An intensive crackdown on the terrorists by Myanmar’s security forces triggered a massive displacement of Rohingyas and an estimated 75,000 of them streamed into Bangladesh, where they were sheltered in refugee camps.
Myanmar says that the ARSA is being funded by Pakistan’s Inter-Services Intelligence (ISI), an allegation that Bangladesh has given credence to.
Given this, Myanmar is understandably opposed to taking back all Rohingyas without any screening. It wants to identify the radicalised Islamists among the refugees, the Salafi clerics who spread the religious ideology among the Rohingyas and the ARSA terrorists.
Myanmar has repeatedly said it will try all the Rohingyas who have committed crimes on Myanmar’s soil as per the country’s laws.
Myanmar also plans to lodge the non-criminals but radical Islamists among the Rohingyas, as well as the Salafi clerics, in ‘re-education centres’ where they will be reformed.
As for resettlement of the Rohingya refugees, Myanmar wants to build modern townships with all facilities to house the repatriated Rohingyas.
Myanmar is seeking international aid in building such townships, which it wants to locate near police stations for better surveillance.
But the Rohingyas, and some Western nations which pose as defenders of human rights, want Myanmar to unconditionally repatriate all refugees. Myanmar has been arguing that this is not possible.
China had been backing Myanmar’s stand, but has diluted this support of late because of its commercial interests in Bangladesh.
China is keen on advancing BRI projects in India’s neighbourhood and wants access to Bangladesh’s ports for its landlocked provinces of Yunnan and Sichuan. Bangladesh holds an important key to the success of President Jinping’s BRI dream.
Apart from its deep commercial interests in Bangladesh, China is also unhappy with Myanmar for stalling or going slow on some BRI projects and Chinese investments in that country.
Hence, say analysts, China sided with Bangladesh even though it had firmly backed the conditions that Myanmar had put on Rohingya repatriation.
Bangladesh wants the repatriation process to be monitored by the international community in order to ensure that there is no discrimination against the Rohingyas.
China has agreed to this demand of Bangladesh.
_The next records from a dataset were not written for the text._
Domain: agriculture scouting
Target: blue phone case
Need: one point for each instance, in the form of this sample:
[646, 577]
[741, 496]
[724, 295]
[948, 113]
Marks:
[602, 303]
Myanmar, initially reluctant to have representatives of other countries, especially the Western nations, which were severely critical of it, had to fall in line.
But it is here that Myanmar has got a valuable opening to get India involved in the whole process. India has, all along, been supportive of Myanmar’s concerns about the repatriation of Rohingyas.
India has also repeatedly assured Myanmar that it will provide unconditional help in the repatriation. What has been more gratifying for Myanmar is India’s clear reiteration at international fora that Myanmar is best positioned to decide on the timeline, conditions and mechanism for Rohingya repatriation.
A top-ranking official of the Political Department of Myanmar’s Ministry of Foreign Affairs told Swarajya from Naypyidaw (the country’s capital): “We are deeply grateful to India for understanding our concerns and supporting us at international forums. We want India’s active involvement in the repatriation process now”.
Myanmar has proposed that India heads an international committee to oversee the repatriation. Bangladesh has reportedly agreed to it.
“India is one of the few countries that understands our concerns and also commands a lot of respect in the international community. India wants Rohingyas to be repatriated fairly and justly, but also acknowledges that we (Myanmar) cannot provide immunity to ARSA terrorists. India also appreciates our stand that Islamist radicalisation is an issue that needs to be tackled boldly,” said the senior official who did not want to be identified since he is not the ministry’s spokesperson.
Getting involved in a mechanism to oversee the repatriation poses a win-win situation for India.
While helping Myanmar in the process, India can also leverage its heft in the international community to shield Myanmar from some Western nations that have woolly-headed notions of human rights. And by aiding the repatriation, India also stands to gain more goodwill from Bangladesh.